Uitspraak
GERECHTSHOF ARNHEM-LEEUWARDEN
verzoeker in hoger beroep,
Gerechtshof Arnhem-Leeuwarden
In deze zaak gaat het om een echtscheiding tussen een man en een vrouw die in 2011 in Irak zijn gehuwd. De vrouw heeft de Nederlandse nationaliteit, terwijl de man de Iraakse nationaliteit heeft en een aanvraag voor de Nederlandse nationaliteit heeft ingediend. De vrouw heeft op 1 februari 2022 een verzoek tot echtscheiding ingediend. De rechtbank Midden-Nederland heeft op 24 juni 2022 een beschikking gegeven, waartegen de man in hoger beroep is gegaan. De mondelinge behandeling vond plaats op 31 januari 2023, waarbij beide partijen aanwezig waren, bijgestaan door hun advocaten.
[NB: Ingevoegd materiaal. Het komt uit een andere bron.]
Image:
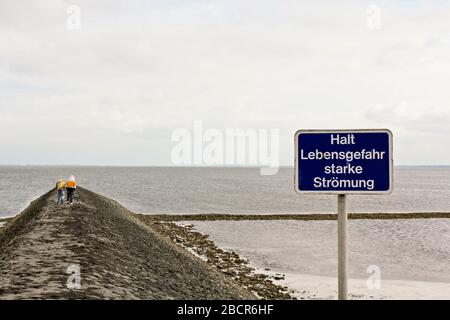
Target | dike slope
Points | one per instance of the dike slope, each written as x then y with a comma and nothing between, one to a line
119,257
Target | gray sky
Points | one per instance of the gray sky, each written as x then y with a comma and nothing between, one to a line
112,92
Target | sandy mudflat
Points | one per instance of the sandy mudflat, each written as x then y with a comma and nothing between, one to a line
413,255
119,258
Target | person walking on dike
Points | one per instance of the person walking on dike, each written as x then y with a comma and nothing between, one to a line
61,189
71,186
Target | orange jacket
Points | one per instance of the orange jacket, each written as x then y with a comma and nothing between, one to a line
60,185
71,184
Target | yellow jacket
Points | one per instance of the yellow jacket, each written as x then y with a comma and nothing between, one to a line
71,184
60,185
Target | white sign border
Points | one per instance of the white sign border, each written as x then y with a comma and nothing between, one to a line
391,161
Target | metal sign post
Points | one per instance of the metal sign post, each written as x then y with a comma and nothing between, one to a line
343,162
342,247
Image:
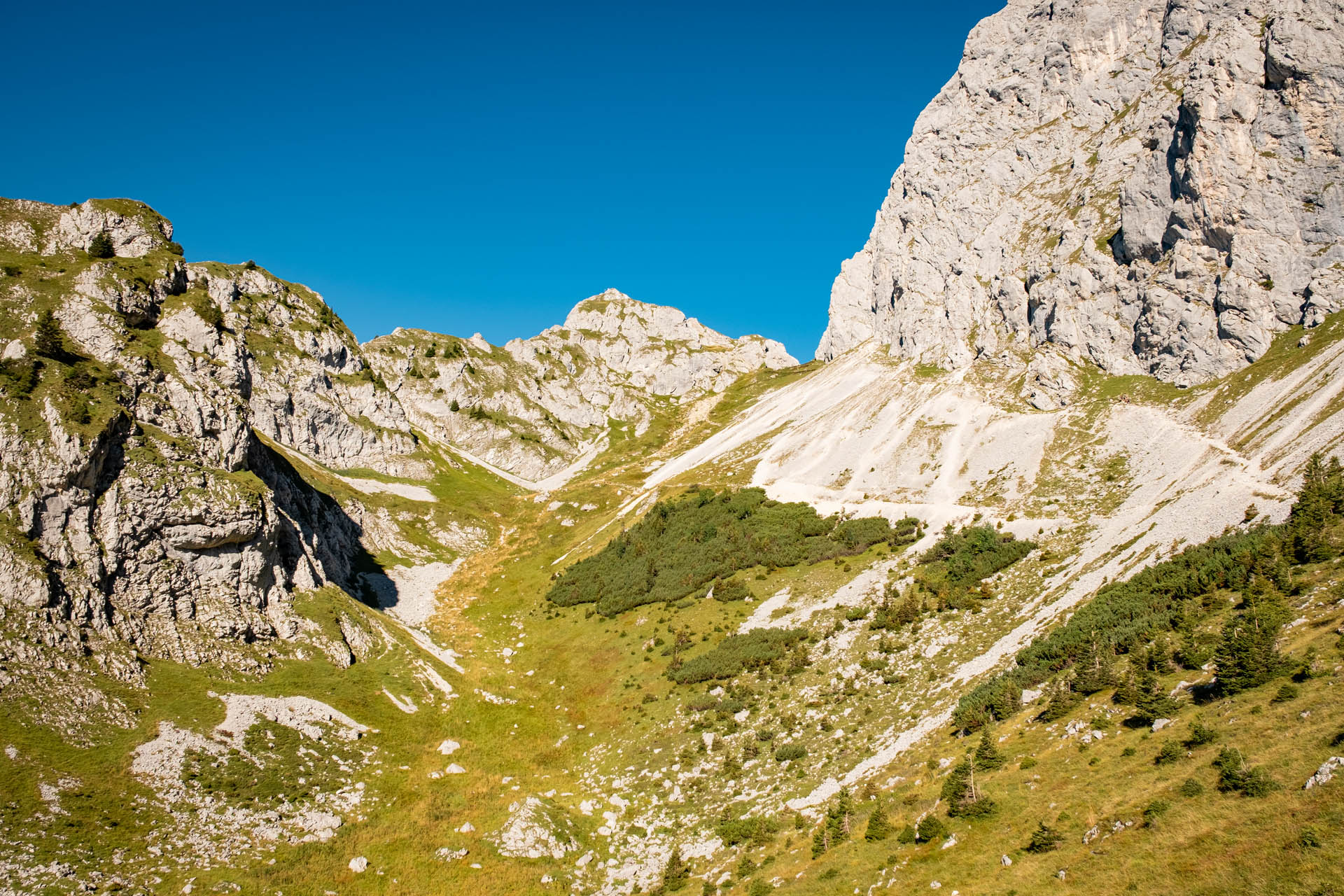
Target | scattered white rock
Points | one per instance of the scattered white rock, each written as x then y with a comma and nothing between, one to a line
1326,773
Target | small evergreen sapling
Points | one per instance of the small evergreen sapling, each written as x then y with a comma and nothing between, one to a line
48,340
675,872
988,758
1044,839
879,827
101,246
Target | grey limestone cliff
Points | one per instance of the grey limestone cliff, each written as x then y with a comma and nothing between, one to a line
1154,186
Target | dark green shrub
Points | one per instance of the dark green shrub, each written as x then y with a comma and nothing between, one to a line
1043,840
930,830
988,757
1170,752
879,825
683,545
19,377
738,653
730,590
1285,694
741,830
1234,776
1155,809
1200,734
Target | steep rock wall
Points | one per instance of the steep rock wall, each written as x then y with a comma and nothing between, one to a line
1149,184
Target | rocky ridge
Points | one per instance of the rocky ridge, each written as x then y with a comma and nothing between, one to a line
158,468
534,407
1148,184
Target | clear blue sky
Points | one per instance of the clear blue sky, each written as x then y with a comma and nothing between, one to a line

Het hof heeft vastgesteld dat de man en de vrouw niet meer samenwonen en dat de situatie sinds de bestreden beschikking is gewijzigd. De man heeft erkend dat het huwelijk duurzaam is ontwricht, maar heeft zijn verzoek in hoger beroep niet ingetrokken om emotionele redenen. Het hof oordeelt dat de man geen belang meer heeft bij een beoordeling van zijn verzoek in hoger beroep, aangezien hij niet langer betwist dat het huwelijk duurzaam is ontwricht. Daarom heeft het hof de bestreden beschikking van de rechtbank bekrachtigd en het verzoek van de man afgewezen.
De beslissing van het hof is op 16 februari 2023 uitgesproken in het openbaar, waarbij de rechters P.B. Kamminga, R. Feunekes en M.H.F. van Vugt aanwezig waren, bijgestaan door griffier J.M. van Gastel-Goudswaard.